The Marine Nationale (French Navy) announced that one of its Atlantique 2 (ATL 2) Maritime Patrol Aircraft (MPA) taking part in Operation Chammal (name of the French military operationin Iraq against ISIL) hit a target with a GBU-12 laser guided bomb. The strike mission which took place on August 19 2015 was a first for a French Navy MPA during Operation Chammal.

The French Navy didn't provide details but the Mirage 2000 probably laser designated the target to the GBU-12 dropped by the ATL2 even though the French MPA can now self designate its own bombs thanks to the Wescam MX-20D electro-optical turret :tempertantrum:. Not all ATL2 are fitted with this gimbal however (only ATL2 Standard V aircraft).

While stike missions are a new thing for the French ATL2, they've been deployed on theater since the beginning of Operation Chammal and prove to be valuable assets for ISTAR (Intelligence, surveillance, target acquisition, and reconnaissance) missions.
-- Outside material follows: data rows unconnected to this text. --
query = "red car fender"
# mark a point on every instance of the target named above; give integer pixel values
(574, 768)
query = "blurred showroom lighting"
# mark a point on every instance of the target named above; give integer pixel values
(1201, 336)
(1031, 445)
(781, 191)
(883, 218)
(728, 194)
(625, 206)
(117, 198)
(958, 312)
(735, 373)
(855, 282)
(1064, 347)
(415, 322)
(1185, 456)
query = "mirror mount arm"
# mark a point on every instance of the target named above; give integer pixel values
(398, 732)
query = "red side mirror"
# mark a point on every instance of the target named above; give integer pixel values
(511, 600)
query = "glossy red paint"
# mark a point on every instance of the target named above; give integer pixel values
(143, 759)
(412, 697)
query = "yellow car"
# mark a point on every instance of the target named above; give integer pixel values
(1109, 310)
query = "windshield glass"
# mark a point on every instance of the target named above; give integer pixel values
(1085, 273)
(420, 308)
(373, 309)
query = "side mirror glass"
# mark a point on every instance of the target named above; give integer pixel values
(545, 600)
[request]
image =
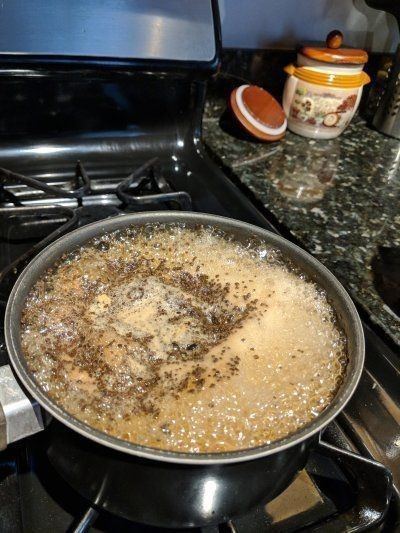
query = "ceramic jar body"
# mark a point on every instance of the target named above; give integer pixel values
(320, 111)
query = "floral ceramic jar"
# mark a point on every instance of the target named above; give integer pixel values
(323, 91)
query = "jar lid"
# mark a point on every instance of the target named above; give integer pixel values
(333, 53)
(258, 112)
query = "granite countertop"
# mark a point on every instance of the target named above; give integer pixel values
(340, 198)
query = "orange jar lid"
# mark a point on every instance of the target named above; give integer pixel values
(333, 53)
(258, 112)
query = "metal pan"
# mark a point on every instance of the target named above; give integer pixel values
(126, 478)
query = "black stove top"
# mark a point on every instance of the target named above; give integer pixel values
(137, 134)
(338, 490)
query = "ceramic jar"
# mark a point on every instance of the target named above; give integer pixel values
(323, 90)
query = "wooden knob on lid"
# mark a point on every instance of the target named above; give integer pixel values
(334, 39)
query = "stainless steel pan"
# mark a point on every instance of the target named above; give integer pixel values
(106, 470)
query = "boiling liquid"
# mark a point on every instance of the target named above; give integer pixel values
(183, 340)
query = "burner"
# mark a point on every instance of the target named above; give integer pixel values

They also act as forward air control for aircraft on theater.


----------



## Cloud Cover (3 Feb 2020)

Not wanting to start a new thread, but it looks like the USN liked what the French did with their MPA:

“ The Naval Air Systems Command (NAVAIR), PMA-290 (Program Office for P-8A aircraft), is soliciting information from industry to determine potential contractors who have the skills, experience, qualifications, and knowledge required to perform aeromechanical and software integration of the Long Range Anti-Ship Missile (LRASM) onto the P-8A aircraft, with the potential to include, but not limited to, the following additional weapon systems: 500 lb to 2,000 lb class of Joint Direct Attack Munition (JDAM) variants, Mk62/63/65 mines, Small Diameter Bomb (SDB-II), Miniature Air Launched Decoy (MALD), Bomb Rack Unit BRU-55, and Universal Armament Interface (UAI)”
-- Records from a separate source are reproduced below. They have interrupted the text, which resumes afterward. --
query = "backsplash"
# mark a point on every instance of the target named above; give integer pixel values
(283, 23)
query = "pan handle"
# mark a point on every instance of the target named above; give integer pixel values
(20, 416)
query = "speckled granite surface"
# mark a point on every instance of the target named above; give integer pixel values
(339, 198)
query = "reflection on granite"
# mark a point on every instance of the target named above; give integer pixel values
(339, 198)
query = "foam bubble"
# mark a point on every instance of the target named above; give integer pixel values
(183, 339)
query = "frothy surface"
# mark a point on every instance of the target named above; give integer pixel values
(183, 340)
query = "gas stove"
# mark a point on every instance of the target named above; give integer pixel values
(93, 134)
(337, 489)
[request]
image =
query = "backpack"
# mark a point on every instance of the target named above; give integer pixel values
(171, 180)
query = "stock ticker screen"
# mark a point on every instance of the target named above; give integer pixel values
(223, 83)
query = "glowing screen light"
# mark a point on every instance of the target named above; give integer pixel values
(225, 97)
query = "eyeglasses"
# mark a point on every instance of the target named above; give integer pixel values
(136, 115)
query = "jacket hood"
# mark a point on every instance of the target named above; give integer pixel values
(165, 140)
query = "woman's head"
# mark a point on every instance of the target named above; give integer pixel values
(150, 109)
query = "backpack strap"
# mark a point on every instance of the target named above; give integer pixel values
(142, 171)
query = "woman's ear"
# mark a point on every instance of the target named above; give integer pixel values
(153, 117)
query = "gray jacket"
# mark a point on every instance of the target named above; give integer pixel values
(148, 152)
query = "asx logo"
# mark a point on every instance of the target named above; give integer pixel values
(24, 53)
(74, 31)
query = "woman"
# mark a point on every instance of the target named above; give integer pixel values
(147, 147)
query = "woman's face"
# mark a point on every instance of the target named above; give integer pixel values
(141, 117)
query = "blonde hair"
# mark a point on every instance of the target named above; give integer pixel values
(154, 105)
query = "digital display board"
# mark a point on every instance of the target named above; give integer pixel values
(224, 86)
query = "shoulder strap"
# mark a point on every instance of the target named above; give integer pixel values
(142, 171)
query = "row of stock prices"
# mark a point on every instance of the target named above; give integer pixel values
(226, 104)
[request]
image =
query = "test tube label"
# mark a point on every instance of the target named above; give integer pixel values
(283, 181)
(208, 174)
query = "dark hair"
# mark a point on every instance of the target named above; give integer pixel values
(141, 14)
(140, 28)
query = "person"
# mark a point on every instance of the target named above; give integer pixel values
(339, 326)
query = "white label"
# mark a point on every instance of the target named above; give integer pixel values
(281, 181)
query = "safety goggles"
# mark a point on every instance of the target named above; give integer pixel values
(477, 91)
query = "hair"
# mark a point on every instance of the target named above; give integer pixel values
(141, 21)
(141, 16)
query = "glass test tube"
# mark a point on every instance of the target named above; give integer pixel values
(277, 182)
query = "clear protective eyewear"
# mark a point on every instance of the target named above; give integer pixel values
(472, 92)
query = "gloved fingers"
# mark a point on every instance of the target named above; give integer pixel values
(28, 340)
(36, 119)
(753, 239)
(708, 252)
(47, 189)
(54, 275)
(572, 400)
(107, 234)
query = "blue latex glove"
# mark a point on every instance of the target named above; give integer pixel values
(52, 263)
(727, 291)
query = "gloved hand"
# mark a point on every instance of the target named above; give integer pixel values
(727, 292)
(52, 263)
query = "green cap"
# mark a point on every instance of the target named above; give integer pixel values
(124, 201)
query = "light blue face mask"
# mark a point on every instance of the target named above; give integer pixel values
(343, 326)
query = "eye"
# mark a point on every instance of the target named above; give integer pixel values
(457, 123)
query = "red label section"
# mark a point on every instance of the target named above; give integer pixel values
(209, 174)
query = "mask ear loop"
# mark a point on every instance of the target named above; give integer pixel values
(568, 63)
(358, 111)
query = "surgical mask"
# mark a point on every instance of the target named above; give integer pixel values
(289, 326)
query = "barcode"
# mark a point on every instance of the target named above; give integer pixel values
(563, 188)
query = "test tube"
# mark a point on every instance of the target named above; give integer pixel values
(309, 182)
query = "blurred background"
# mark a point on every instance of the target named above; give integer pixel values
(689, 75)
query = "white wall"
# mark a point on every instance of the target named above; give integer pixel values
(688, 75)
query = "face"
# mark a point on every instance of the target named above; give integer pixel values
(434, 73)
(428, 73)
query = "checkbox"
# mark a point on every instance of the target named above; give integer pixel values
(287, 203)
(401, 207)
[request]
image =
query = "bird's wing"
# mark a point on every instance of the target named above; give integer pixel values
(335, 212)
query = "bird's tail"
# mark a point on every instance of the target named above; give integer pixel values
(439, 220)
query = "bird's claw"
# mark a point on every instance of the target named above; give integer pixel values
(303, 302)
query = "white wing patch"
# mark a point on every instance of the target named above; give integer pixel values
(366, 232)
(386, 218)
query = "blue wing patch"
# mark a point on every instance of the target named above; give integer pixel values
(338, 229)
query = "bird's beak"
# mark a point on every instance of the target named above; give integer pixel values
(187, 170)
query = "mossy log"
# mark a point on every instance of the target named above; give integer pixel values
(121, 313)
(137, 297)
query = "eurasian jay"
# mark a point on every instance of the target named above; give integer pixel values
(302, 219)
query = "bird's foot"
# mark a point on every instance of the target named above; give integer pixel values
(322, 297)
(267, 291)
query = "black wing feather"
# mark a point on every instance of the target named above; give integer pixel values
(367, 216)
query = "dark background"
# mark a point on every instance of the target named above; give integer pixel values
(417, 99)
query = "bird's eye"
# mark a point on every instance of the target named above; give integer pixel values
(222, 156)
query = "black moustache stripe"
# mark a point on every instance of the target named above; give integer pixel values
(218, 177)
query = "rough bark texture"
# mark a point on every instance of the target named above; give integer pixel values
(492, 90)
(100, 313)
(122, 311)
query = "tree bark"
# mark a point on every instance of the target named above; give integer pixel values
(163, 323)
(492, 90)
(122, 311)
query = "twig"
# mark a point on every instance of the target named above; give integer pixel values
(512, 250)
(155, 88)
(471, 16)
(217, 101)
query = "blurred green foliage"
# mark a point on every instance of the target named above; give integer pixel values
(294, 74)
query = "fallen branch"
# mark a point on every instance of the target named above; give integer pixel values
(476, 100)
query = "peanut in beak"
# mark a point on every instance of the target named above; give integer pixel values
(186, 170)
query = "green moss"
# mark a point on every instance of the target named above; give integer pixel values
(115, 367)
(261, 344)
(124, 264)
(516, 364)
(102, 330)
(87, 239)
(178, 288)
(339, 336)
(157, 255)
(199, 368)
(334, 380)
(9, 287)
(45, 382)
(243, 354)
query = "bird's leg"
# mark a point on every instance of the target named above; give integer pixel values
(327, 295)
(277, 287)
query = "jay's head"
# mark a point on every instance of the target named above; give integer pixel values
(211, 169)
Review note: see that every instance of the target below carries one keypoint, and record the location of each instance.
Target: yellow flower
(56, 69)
https://beta.sam.gov/opp/e0453399274345038d1f3772d70e3392/view?index=opp&page=1&organization_id=300000188


----------



## daftandbarmy (4 Feb 2020)

You mean like the FW 200 Condor.... finally?  ;D

"With the advent of war, the Fw 200 Condor series was utilized as a successful maritime reconnaissance bomber and VIP transport (Hitler and Himmler were both reported users of the Fw 200 for this purpose). Excelling in disruption of Allied shipping lanes throughout the Atlantic and the Arctic, the Fw 200 Condor was fitted with anti-shipping armaments including anti-ship mines. Later variants, the Fw 200C-6 and 200C-8 would be fitted with the Henschel Hs 293 anti-ship guided missile controlled by an integrated missile control radio onboard." https://www.militaryfactory.com/aircraft/detail.asp?aircraft_id=237


----------



## NavyShooter (4 Feb 2020)

King Solomon was purported to have said "There is nothing new under the sun."  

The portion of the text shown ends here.